The question then, during a period of geopolitical conflict, is not whether disruption will occur, but how quickly and smoothly systems can adapt when it does. At Brink’s, our approach to this particular challenge is anchored in three core principles: Infrastructure, diversification, and visibility.
Infrastructure is the foundation of resilience. A globally distributed network of high-security facilities across major trade hubs ensures continuity by allowing rapid shifts when disruptions occur. Whether that is in the UAE, Switzerland, Singapore, or the United States, these facilities enable valuable commodities to be securely stored, repositioned, and mobilised as conditions evolve. In an unpredictable environment, the ability to absorb shocks and shift assets quickly without compromising security or compliance is crucial.
Diversification ensures flow flexibility. Traditional logistics models, often optimised for efficiency along fixed corridors, are no longer sufficient. Today’s operating environment demands multi-route, multi-modal strategies that allow shipments to be rerouted rapidly when disruptions occur. By integrating storage and transport into a single, coordinated system, it becomes possible to maintain continuity even as specific routes or markets face constraints.
Visibility, however, is what brings resilience into focus. Real-time monitoring across operations provides the situational awareness needed to anticipate risks and respond proactively. Through centralised platforms, our teams maintain continuous oversight of shipments, facilities, and transport networks. This level of transparency goes far deeper than simply tracking assets; it is about enabling faster, more informed decision-making in moments where timing is critical.
The UAE offers a compelling example of how these principles come together in practice. As one of the most stable and strategically positioned logistics hubs in the world, the Emirates has built an ecosystem defined by advanced infrastructure, strong regulatory frameworks, and deep connectivity across global trade corridors. In many respects, operations remained business as usual throughout these past couple of months.
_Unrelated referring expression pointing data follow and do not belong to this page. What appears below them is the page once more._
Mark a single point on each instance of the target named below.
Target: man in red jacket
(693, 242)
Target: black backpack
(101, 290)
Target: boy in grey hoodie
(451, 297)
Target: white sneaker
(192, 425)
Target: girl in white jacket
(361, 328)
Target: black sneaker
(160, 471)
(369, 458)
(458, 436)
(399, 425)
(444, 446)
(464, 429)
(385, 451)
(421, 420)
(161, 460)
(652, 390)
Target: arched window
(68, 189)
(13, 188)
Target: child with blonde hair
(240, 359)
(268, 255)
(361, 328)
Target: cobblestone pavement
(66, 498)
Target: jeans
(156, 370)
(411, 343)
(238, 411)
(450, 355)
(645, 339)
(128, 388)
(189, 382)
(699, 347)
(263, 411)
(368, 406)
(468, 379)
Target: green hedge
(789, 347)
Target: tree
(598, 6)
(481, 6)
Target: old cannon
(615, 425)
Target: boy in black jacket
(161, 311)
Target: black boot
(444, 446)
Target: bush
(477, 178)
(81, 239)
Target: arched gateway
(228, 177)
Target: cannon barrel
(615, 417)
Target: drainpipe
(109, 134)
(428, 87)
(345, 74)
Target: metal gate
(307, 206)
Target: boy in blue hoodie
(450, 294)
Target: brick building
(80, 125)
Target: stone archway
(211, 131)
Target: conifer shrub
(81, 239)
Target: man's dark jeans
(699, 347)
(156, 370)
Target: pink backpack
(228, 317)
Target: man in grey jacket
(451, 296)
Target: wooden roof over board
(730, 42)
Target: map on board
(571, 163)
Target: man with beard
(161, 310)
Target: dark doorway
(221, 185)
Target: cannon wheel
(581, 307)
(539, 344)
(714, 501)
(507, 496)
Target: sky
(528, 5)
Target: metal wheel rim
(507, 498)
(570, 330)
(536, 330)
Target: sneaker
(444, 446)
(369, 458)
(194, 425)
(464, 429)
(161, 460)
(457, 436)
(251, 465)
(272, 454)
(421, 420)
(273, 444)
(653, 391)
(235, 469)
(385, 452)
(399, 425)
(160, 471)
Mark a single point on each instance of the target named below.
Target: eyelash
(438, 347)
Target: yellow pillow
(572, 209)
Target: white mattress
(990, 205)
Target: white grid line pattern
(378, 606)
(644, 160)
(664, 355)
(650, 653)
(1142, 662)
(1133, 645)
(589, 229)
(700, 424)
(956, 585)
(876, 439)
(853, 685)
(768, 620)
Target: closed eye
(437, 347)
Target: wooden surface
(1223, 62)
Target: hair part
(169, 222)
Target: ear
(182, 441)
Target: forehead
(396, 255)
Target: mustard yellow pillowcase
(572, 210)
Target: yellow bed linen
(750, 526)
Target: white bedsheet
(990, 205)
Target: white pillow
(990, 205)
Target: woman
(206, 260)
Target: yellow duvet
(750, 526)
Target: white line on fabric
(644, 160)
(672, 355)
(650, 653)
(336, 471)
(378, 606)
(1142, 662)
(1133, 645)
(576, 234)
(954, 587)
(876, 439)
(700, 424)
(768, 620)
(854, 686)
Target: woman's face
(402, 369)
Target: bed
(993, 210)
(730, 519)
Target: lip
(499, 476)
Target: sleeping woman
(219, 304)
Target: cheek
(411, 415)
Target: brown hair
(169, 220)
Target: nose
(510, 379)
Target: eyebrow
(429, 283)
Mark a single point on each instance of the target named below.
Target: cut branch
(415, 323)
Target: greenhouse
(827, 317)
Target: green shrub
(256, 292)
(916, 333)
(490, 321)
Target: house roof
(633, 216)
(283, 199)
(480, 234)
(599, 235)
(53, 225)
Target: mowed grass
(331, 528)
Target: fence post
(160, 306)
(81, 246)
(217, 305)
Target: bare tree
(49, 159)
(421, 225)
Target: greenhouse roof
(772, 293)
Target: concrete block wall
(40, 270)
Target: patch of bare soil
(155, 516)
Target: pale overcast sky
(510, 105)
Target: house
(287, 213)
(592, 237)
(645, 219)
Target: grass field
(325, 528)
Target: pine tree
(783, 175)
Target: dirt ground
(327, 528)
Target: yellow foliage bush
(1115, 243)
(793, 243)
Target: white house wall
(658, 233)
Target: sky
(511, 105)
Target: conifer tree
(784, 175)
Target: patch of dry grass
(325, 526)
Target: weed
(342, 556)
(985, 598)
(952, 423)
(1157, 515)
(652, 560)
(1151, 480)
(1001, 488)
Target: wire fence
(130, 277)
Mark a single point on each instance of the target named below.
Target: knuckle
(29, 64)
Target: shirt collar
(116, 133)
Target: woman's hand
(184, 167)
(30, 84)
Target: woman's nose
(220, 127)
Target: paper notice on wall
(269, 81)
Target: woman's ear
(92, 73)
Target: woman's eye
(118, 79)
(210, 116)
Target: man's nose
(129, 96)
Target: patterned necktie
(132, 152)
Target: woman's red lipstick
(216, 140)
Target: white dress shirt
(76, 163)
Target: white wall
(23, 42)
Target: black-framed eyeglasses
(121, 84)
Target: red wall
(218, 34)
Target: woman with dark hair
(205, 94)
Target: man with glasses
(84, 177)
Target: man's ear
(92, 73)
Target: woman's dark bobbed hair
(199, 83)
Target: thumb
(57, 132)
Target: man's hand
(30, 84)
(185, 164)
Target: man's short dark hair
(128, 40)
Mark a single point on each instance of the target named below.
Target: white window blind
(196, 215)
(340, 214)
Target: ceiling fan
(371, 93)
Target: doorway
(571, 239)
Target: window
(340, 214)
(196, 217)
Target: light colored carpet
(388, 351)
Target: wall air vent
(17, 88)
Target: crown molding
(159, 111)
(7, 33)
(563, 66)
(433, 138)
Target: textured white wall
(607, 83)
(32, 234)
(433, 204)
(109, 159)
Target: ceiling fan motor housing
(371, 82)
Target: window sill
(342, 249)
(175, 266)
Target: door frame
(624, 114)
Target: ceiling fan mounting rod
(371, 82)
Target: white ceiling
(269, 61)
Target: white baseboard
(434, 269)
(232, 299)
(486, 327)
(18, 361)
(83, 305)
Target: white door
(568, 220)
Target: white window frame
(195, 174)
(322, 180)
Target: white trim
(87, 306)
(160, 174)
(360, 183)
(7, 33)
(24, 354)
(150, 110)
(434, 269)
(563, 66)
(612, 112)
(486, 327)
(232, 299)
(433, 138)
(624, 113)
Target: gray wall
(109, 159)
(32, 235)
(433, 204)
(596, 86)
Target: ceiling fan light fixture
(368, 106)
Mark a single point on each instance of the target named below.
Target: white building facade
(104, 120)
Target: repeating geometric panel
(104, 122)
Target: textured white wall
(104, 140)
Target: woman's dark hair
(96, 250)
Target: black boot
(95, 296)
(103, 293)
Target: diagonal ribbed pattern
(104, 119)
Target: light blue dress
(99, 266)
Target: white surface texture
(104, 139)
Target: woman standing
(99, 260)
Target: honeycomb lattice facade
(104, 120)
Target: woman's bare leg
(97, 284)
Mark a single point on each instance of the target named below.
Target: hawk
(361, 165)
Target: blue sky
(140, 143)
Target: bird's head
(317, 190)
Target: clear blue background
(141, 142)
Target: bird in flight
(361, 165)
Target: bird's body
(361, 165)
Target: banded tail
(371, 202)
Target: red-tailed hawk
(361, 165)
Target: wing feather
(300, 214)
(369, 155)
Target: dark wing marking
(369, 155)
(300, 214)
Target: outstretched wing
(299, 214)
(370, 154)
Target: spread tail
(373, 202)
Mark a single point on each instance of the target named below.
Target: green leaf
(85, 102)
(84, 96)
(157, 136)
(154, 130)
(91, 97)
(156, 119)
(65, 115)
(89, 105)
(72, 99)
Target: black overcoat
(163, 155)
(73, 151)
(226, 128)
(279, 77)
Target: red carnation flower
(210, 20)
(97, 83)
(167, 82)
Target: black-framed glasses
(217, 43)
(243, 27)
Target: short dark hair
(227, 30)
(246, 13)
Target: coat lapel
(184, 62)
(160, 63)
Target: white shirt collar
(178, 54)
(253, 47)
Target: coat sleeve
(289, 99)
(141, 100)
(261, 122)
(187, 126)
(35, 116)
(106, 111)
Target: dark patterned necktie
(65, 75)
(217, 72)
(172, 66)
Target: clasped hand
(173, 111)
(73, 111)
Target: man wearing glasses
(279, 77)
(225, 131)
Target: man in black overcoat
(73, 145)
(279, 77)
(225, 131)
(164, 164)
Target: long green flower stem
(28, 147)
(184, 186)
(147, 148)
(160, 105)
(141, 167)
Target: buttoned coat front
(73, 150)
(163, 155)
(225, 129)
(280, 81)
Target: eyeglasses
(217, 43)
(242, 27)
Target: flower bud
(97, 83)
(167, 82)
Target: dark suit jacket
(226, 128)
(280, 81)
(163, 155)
Yet this continuity is not accidental; it is the result of deliberate investment in systems designed to withstand disruption — even when the country found itself pulled into what might yet be one of the most consequential conflicts in recent history.
Beyond transport, the scope of secure logistics continues to expand. From safeguarding high-value assets at major international exhibitions to ensuring the uninterrupted availability of cash through extensive ATM networks, resilience must be embedded across the entire financial ecosystem. In markets such as India, innovation is also reshaping how cash and digital systems interact, creating new models that enhance both security and accessibility.
None of this happens in isolation. Secure logistics operates within a broader framework that depends on close coordination with regulators, customs authorities, and law enforcement agencies. These partnerships are essential to maintaining compliant, uninterrupted cross-border flows, particularly during periods of heightened geopolitical tension.
What we are witnessing today is a broader transformation in how the logistics sector approaches risk. The emphasis is moving from efficiency to adaptability, from linear supply chains to dynamic, interconnected networks. Resilience, flexibility, and visibility are now considered non-negotiables.
Global trade will continue to evolve, shaped by shifting geopolitical dynamics and emerging economic corridors. But one constant will remain: The need for trust. It is only with this that assets will move securely, that systems will hold under pressure, and that continuity will be maintained.
In the end, the true measure of a network — be it global finance, logistics, or indeed telecommunications — is not how it performs when conditions are stable, but how effectively it responds when they are not.